At that moment in the culture, no entertainer was hotter than Jennifer Hudson, who had just won an Academy Award for Dreamgirls. As dinner began, she walked onstage, sang “And I Am Telling You I’m Not Going,” and killed. Then, as the next course was served, one of the greatest guitarists of all time, Buddy Guy, took the stage. He killed, too. There were no programs on the table so nobody knew who might appear next. That turned out to be Molly Shannon, who hilariously reprised her “Mary Catherine Gallagher” character from SNL. After dessert had been served I took the microphone, saluted the great talents that had entertained everyone thus far, explained how Lyn and I arrived at this 145th anniversary celebration, and toasted her, the love of my life. Then I introduced “The one, the only”—Lyn’s and my favorite of favorites—“Barbara Cook,” who began her set with the song we think of as the anthem of our marriage, “Ain’t Love Easy.” If the other performers can be said to have “killed,” Ms. Cook killed and pillaged!

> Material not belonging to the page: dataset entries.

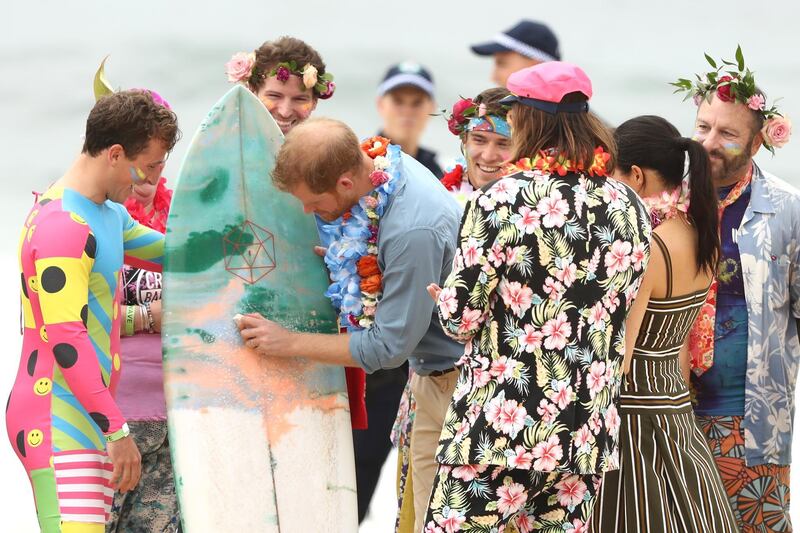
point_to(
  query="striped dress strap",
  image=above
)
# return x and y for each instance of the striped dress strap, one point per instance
(667, 260)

When everyone thought the evening was over, just before the first person began to leave, I took the microphone again. I told our guests that a few weeks ago I’d been in New York, heard someone sing a certain song, and knew instantly it was the only way this evening could close. Here now was one of our greatest stars and a song that could have been written for this moment—and then, singing “Try to Remember,” a song so obviously written for my age, out stepped Harry Belafonte.
“Try to remember the kind of September / When life was slow and oh, so mellow . . .”

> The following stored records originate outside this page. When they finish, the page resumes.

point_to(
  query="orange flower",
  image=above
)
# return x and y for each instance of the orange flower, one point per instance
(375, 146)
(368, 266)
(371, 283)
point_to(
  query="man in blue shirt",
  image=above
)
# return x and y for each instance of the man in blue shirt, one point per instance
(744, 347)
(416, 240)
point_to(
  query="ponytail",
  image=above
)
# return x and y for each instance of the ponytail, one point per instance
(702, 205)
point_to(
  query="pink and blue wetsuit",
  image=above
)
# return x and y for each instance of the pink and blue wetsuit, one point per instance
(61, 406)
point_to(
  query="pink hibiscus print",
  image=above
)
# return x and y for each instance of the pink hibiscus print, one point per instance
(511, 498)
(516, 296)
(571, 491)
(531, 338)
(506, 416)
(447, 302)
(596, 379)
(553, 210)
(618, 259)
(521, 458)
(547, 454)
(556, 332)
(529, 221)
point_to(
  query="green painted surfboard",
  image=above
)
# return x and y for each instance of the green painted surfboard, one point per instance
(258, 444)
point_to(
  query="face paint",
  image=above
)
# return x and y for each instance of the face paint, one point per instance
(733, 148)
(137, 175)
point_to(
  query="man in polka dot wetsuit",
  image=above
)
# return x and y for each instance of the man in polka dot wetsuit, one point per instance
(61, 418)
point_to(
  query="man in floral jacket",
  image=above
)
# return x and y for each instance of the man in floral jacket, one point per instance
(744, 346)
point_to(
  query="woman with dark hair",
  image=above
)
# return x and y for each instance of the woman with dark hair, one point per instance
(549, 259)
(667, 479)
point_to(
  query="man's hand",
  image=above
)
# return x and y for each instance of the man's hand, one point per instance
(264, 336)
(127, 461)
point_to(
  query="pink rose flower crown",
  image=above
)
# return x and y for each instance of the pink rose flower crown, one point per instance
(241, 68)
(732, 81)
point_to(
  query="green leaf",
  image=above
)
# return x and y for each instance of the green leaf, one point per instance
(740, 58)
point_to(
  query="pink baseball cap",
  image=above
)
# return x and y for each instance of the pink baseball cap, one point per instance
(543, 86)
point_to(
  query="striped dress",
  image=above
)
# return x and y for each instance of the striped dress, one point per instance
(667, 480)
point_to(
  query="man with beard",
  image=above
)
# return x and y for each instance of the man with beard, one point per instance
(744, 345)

Little did I understand how much more those lyrics applied to me at my age than to Lyn.
“Try to remember the kind of September / When you were a tender and callow fellow,” the song not just written for my age but clearly for me, that still callow fellow.

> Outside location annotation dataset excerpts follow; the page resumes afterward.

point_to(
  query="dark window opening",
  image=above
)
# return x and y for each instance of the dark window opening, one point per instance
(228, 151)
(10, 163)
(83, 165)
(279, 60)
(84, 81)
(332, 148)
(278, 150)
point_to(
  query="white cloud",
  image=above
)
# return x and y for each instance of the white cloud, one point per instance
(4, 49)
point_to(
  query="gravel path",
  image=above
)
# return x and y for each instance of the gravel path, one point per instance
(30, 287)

Nobody could have sung it better than Harry Belafonte. We were all wet-eyed as he concluded, I especially. I took my wife in my arms. She was in tears, too, but felt curiously distant.
Friends who shared that night always recalled it—we hear it to this day—as the best party they’d ever attended. Lyn would shudder when she heard that. “That party was about you, the producer,” she’d say. “You didn’t intend it that way, but it wasn’t ours. It was yours.” We talked often over the ensuing years about the night of our 145th but I never understood what she meant, let alone agreed with her—to
my mind, if it was anybody’s night it was hers. It wasn’t until that moment alone at The Gulley, thinking it through and adding it up, that I finally understood her hurt. Daughter Kate had to take the microphone from me to make the only toast that night besides mine. Should Lyn have had to do the same, at our party?
I got it. Didn’t I say somewhere it is hard to be a human being?
• • •
MY KIDS AND LYN returned from their walk and as I saw them I recalled a long-ago walk in the same woods with Martin Marty, who officiated at our marriage. I’d asked him for the shortest definition of worship. “One word,” he’d replied. “Gratitude.”
I drank in my family to the fullest and gratitude owned me. To see my six kids come so lovingly together, despite the different mothers and the years that separate them, then to see another version of it with my younger children, Ben, Madeline, and Brianna, and my fabulous grandchildren, Daniel, Noah, Griffin, and Zoe, and add Lyn, my love of loves to the mix, and there has to be something beyond gratitude.
We sat about raking over our memories—our family vacations at Necker Island in the British Virgin Islands; in the Mediterranean on a lovely yacht; cruising the coast of Turkey and the Greek Islands; on the canals in Venice; on safari in Africa; and of course every minute we’ve spent together at The Gulley. It was impossible at my age to think about the past without speculating about the future, too, and foremost on my mind as I noodled that future were my son and young daughters and my wonderful grandchildren.